What it means to me to be a Dad changes often. In those early days I saw my role as a protector, overtime I felt that it was my job to make sure his days were full of fun and love, then I realised it was my job to teach him good behaviours and now I understand that I need to be doing all of those things each and every day. I’m not interested in Max having an ordinary upbringing; I want it to be extraordinary.
I try to be guided by my instincts as much as possible and pick up on the cues and clues Max leaves for me. I also reflect on my own upbringing a lot and think about my relationship with my Dad and some of the things that he did really well. Like any parent I make mistakes along the way but those mistakes are less frequent as I begin to appreciate the importance of being proactive to nullify potential problems rather than reacting to them once they happen.
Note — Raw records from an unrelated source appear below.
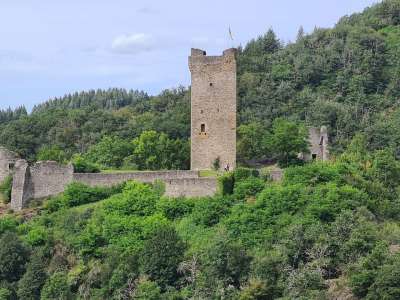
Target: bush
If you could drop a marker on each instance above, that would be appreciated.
(31, 283)
(6, 188)
(56, 287)
(81, 165)
(244, 173)
(13, 256)
(161, 256)
(247, 188)
(136, 199)
(175, 208)
(78, 193)
(7, 224)
(226, 183)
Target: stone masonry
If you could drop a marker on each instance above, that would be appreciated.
(318, 139)
(7, 162)
(213, 109)
(47, 178)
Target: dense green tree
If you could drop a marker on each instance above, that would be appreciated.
(161, 256)
(13, 257)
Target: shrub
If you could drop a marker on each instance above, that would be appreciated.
(78, 193)
(56, 287)
(208, 211)
(31, 283)
(226, 183)
(175, 208)
(6, 188)
(7, 224)
(13, 256)
(37, 236)
(81, 165)
(244, 173)
(136, 199)
(161, 256)
(217, 164)
(249, 187)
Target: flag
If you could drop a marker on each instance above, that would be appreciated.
(230, 33)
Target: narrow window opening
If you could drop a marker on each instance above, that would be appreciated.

Being a Dad is also about leading by example and challenges me to push myself to be a better person. I want Max to grow up with a sense that he can achieve anything and to get every little bit of happiness out of life he can. I want him to realise, as clichéd as this sounds, that you do only get one life and to get the most from it. I have this absurd notion that we will be best mates all the way through our journey and that he is going to keep me feeling young and alive.
I am appreciated very much as a father by my wife and that’s very important to me. I know that she would rather be the main carer but she sees that he is getting everything he needs from me and trusts me implicitly. Attitudes towards Stay at Home Dads are certainly a lot more progressive these days and whilst I still get the odd comment or quizzical look, I feel overwhelmingly accepted. Most importantly the fact that Max is such a happy smiley little boy informs me that he appreciates the job I do.
Above all else it’s important for me to expose Max to what I would call a ‘real childhood’. That means climbing trees, building dens, making bows and arrows and generally being a boy. I hate the idea of wrapping him in cotton wool removing all potential for adventure and yes a little bit of danger. I am also a stickler for good old fashioned manners and will do my best to raise my son to know the difference between right and wrong.
Parenting demands so much of you, it requires a level of selflessness that I didn’t previously possess. I’m honest enough to admit that there are days when I wish I didn’t have to do it but then he flashes me a smile and all that melts away. I always had a notion that I wanted to be a dad. I even convinced myself it was my calling, some people are here to be doctors, some people are here to be lawyers, some people are even here to be traffic wardens, I thought I was here to be a dad and I still do. For some people that might sound unambitious but for me it’s the height of ambition.